Last Friday, reporters asked Rep. Charles Rangel (D-N.Y.) if President Obama was supporting his reelection campaign.
“That’s a good question,” said the 81-year-old congressman, who was distributing fliers featuring a photo of himself with the president. “I would welcome asking whether or not the president opposes my reelection. Especially for the primary. I wish you would.”
Earlier this week, a reporter asked White House Press Secretary Jay Carney the same question. The spokesman responded, “I’ll have to get back to you on that.”
Obama suggested before the 2010 election that Rangel, facing an ethics investigation, should end his career “with dignity.” Rangel ran and won easily.
This time around, it might not be so easy. The lawmaker faces a new district, a serious primary challenge and an incumbent-hunting super PAC.
Redistricting means that Rangel’s 13th district, which reaches from Harlem up into the Bronx, will go from 46 percent to 55 percent Hispanic. Only 27 percent of the new district is African American. The eligible voter pool is more closely divided — 45 percent Hispanic and 34 percent African American. But Hispanics still have a plurality.
The new map invited a primary challenge from state Sen. Adriano Espaillat (D), a Dominican American with a base of support in the district.
Fernando Ferrer, the prominent former Bronx borough president, endorsed Espaillat over Rangel. So did the Barack Obama Democratic Club of Upper Manhattan, and state Sen. Gustavo Rivera (D), whose Bronx seat is in the new district. Two other Rangel primary challengers have dropped out and backed Espaillat.
The Campaign for Primary Accountability, an anti-incumbent super PAC, has also declared for Espaillat.
“All the research shows that Mr. Rangel has problems, that people are ready for a change and finally there is a serious challenger that could offer the change and do the job,” said CFPA spokesman Curtis Ellis.

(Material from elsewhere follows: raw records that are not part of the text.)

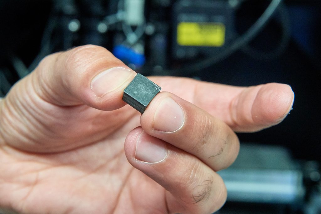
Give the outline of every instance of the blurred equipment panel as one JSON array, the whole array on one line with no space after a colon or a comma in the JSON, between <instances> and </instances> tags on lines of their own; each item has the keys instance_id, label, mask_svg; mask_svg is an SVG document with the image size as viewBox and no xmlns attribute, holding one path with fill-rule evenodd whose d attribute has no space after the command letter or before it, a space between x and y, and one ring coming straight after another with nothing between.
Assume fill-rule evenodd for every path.
<instances>
[{"instance_id":1,"label":"blurred equipment panel","mask_svg":"<svg viewBox=\"0 0 321 214\"><path fill-rule=\"evenodd\" d=\"M172 55L178 59L218 54L230 44L234 8L226 1L181 0L173 7Z\"/></svg>"}]
</instances>

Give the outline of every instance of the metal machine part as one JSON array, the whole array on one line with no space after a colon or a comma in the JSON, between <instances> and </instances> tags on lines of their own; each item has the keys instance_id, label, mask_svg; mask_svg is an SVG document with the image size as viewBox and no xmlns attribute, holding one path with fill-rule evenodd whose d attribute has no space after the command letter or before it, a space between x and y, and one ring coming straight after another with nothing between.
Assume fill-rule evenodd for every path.
<instances>
[{"instance_id":1,"label":"metal machine part","mask_svg":"<svg viewBox=\"0 0 321 214\"><path fill-rule=\"evenodd\" d=\"M143 114L161 89L154 82L138 73L124 90L123 100Z\"/></svg>"},{"instance_id":2,"label":"metal machine part","mask_svg":"<svg viewBox=\"0 0 321 214\"><path fill-rule=\"evenodd\" d=\"M303 173L284 148L242 144L234 163L218 173L228 201L290 206L303 202Z\"/></svg>"}]
</instances>

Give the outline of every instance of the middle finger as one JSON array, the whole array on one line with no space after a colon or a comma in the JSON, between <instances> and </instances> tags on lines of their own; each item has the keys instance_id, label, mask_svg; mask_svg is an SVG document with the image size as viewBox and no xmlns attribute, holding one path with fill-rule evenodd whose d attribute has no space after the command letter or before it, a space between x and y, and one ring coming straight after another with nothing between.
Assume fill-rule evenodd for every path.
<instances>
[{"instance_id":1,"label":"middle finger","mask_svg":"<svg viewBox=\"0 0 321 214\"><path fill-rule=\"evenodd\" d=\"M169 92L152 100L141 123L149 134L194 155L215 171L230 165L238 153L239 139L228 126Z\"/></svg>"}]
</instances>

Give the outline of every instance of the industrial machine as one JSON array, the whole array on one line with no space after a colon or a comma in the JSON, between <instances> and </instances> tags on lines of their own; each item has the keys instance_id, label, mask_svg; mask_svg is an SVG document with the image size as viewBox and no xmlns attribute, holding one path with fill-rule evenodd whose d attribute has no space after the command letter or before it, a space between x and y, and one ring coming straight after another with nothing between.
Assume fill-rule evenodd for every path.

Mayor Michael Bloomberg, who backed Rangel in 2010, told the New York Times it was too early to endorse.
Rangel and his supporters argue that no one can match what he’s done for his constituents.
“They only show up at election time and we don’t hear from them in between,” said Harlem Councilwoman Inez Dickens of Rangel’s primary challengers. “They really haven’t done anything for the community.”
Rangel has many allies in the Latino community. The current Bronx president, Ruben Diaz, is endorsing him Friday.
“Just about all the major Latino congressional leaders are endorsing Congressman Rangel,” said the congressman’s campaign spokesman, Moises Perez. “It’s as close to a full consensus as you can get that it is vitally important to retain him in Congress.”
But Rangel can no longer argue, as he could in past years, that he is the powerful chairman of the Ways and Means Committee. He lost that gavel when Democrats lost the House in 2010. And he recently underwent back surgery that took him off the campaign trail, in a year when he needs to campaign more than ever. He also missed more than 100 votes on the Hill.
“He’s older and frailer than he has been in the past and therefore has not been the campaigner of old,” said Douglas Muzzio, a political science professor at Baruch. “I think that’s a problem for him.”
Espaillat, 56, has been subtly hinting that Rangel’s age is an issue. He told NY1 recently that it was time for “a fresh, new, bold voice.” When Rangel appeared with a walker in mid-April, Espaillat sent out a statement saying he was “glad to learn that Rangel is up and about” because they needed to “vigorously debate” the issues.
“When Charlie Rangel got elected back in 1970, a year before, man walked on the moon, the Mets won a championship, Joe Namath was throwing touchdown passes for the Jets and Nixon was president,” he told an Albany radio station this week. “That was a long time ago.”
Rangel could still win a 22nd term in the House. The primary is June 26, a new date for New York, when turnout will likely be middling at best.
“A low turnout primary is the worst thing that could happen to Espaillat,” said Democratic strategist Hank Sheinkopf.
But redistricting and health problems may end up doing what an ethics scandal could not.